The College Board adopted a new master plan in 2010, renaming the college Saint Luke's College of Health Sciences and beginning a journey to grow the school and become a financially independent, private, not-for-profit corporation (with Saint Luke's Hospital of Kansas City being the single shareholder). The school moved to the 624 Westport Road location in 2011. The following year, in 2012, the college launched a Master of Science in Nursing and graduate certificate programs in two specializations: adult-gerontology acute care nurse practitioner and nurse education. These programs received full accreditation in 2015.

In 2018, the Higher Learning Commission approved a change allowing Saint Luke's College of Health Sciences to offer an Associate of Science in Allied Health and Medical Assisting and an Associate of Arts degree in Allied Health. The new programs opened enrollment to first-time freshmen and introduced a general education core focused on multiculturalism and health science professions.

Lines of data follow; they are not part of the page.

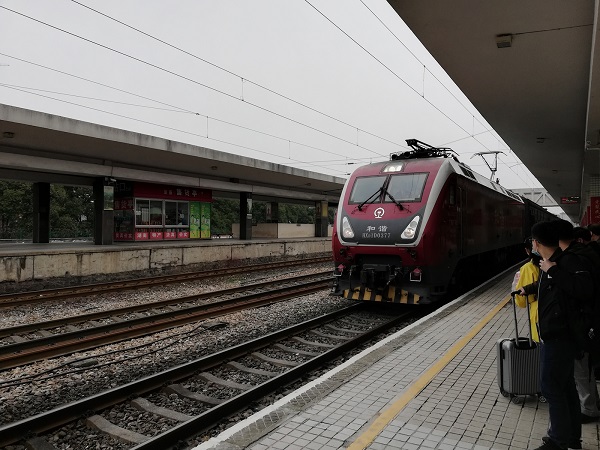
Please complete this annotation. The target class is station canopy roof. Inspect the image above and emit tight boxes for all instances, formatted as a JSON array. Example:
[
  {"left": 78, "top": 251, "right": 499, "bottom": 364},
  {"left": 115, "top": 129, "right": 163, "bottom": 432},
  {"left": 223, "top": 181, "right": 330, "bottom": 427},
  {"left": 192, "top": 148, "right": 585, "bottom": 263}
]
[{"left": 0, "top": 104, "right": 345, "bottom": 205}]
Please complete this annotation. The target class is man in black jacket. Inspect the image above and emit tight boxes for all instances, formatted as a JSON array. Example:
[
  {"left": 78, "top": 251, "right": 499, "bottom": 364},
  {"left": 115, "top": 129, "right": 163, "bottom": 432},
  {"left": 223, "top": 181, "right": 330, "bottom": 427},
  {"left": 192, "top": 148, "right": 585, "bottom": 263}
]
[
  {"left": 523, "top": 221, "right": 595, "bottom": 450},
  {"left": 554, "top": 221, "right": 600, "bottom": 424}
]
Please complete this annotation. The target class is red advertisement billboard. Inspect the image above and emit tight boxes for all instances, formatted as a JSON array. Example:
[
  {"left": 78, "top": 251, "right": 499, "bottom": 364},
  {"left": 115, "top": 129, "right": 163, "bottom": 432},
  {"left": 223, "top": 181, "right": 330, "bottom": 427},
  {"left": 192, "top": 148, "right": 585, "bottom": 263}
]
[{"left": 133, "top": 182, "right": 211, "bottom": 202}]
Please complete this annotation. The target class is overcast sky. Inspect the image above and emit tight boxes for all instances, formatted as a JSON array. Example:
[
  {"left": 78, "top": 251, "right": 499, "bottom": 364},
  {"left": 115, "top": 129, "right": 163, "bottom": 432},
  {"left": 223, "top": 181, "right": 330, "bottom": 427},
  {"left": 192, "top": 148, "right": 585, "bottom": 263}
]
[{"left": 1, "top": 0, "right": 564, "bottom": 213}]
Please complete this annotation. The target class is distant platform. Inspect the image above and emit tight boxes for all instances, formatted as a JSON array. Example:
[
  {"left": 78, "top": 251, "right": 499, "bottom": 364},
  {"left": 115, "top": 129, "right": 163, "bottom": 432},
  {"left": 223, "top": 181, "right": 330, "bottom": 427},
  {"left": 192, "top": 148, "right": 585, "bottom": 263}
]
[{"left": 0, "top": 237, "right": 331, "bottom": 284}]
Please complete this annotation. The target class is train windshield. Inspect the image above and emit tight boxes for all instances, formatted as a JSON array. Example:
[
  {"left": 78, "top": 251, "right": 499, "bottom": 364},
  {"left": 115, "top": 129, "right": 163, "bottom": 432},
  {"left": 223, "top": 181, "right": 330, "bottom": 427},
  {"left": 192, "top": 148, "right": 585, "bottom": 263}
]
[
  {"left": 384, "top": 173, "right": 428, "bottom": 202},
  {"left": 349, "top": 176, "right": 385, "bottom": 204}
]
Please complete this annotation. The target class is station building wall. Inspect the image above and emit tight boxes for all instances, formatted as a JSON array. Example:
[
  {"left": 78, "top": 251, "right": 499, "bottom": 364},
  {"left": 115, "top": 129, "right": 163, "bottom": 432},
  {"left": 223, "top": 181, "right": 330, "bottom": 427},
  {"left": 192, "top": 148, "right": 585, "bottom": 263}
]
[{"left": 231, "top": 223, "right": 333, "bottom": 238}]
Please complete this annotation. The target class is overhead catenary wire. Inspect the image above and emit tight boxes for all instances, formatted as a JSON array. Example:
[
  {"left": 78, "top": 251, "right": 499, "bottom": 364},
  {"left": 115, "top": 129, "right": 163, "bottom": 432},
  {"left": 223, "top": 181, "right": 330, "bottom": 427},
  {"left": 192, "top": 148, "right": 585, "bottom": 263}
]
[
  {"left": 0, "top": 5, "right": 389, "bottom": 159},
  {"left": 0, "top": 80, "right": 354, "bottom": 162},
  {"left": 3, "top": 2, "right": 502, "bottom": 160},
  {"left": 5, "top": 1, "right": 499, "bottom": 159},
  {"left": 498, "top": 160, "right": 537, "bottom": 189},
  {"left": 68, "top": 0, "right": 405, "bottom": 151},
  {"left": 0, "top": 4, "right": 541, "bottom": 187},
  {"left": 357, "top": 0, "right": 503, "bottom": 147},
  {"left": 0, "top": 73, "right": 535, "bottom": 186},
  {"left": 0, "top": 52, "right": 201, "bottom": 114},
  {"left": 304, "top": 0, "right": 500, "bottom": 156},
  {"left": 293, "top": 137, "right": 537, "bottom": 190},
  {"left": 349, "top": 1, "right": 546, "bottom": 190},
  {"left": 438, "top": 132, "right": 497, "bottom": 148},
  {"left": 0, "top": 54, "right": 356, "bottom": 164},
  {"left": 0, "top": 78, "right": 533, "bottom": 185},
  {"left": 304, "top": 2, "right": 480, "bottom": 142},
  {"left": 0, "top": 84, "right": 350, "bottom": 176},
  {"left": 0, "top": 83, "right": 187, "bottom": 113}
]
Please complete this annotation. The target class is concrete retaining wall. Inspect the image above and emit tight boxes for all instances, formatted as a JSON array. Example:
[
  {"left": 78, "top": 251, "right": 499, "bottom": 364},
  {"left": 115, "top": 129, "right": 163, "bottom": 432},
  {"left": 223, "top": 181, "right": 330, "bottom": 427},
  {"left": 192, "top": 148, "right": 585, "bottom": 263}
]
[{"left": 0, "top": 238, "right": 332, "bottom": 284}]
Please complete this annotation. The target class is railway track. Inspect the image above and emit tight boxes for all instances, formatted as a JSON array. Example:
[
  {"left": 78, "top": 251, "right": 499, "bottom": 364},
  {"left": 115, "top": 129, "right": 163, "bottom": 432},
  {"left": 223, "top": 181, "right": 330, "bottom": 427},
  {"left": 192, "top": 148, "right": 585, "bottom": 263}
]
[
  {"left": 0, "top": 272, "right": 332, "bottom": 369},
  {"left": 0, "top": 304, "right": 417, "bottom": 449},
  {"left": 0, "top": 256, "right": 331, "bottom": 307}
]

Saint Luke's College of Health Sciences and Rockhurst University merged in 2020 to form Saint Luke's College of Nursing and Health Sciences at Rockhurst University. In June 2022, the college relocated from the Westport Road location to Sedgwick Hall on the main Rockhurst University campus.

In 2023, the college announced it was launching a Master of Science in Nursing psychiatric-mental health nurse practitioner (PMHNP) program.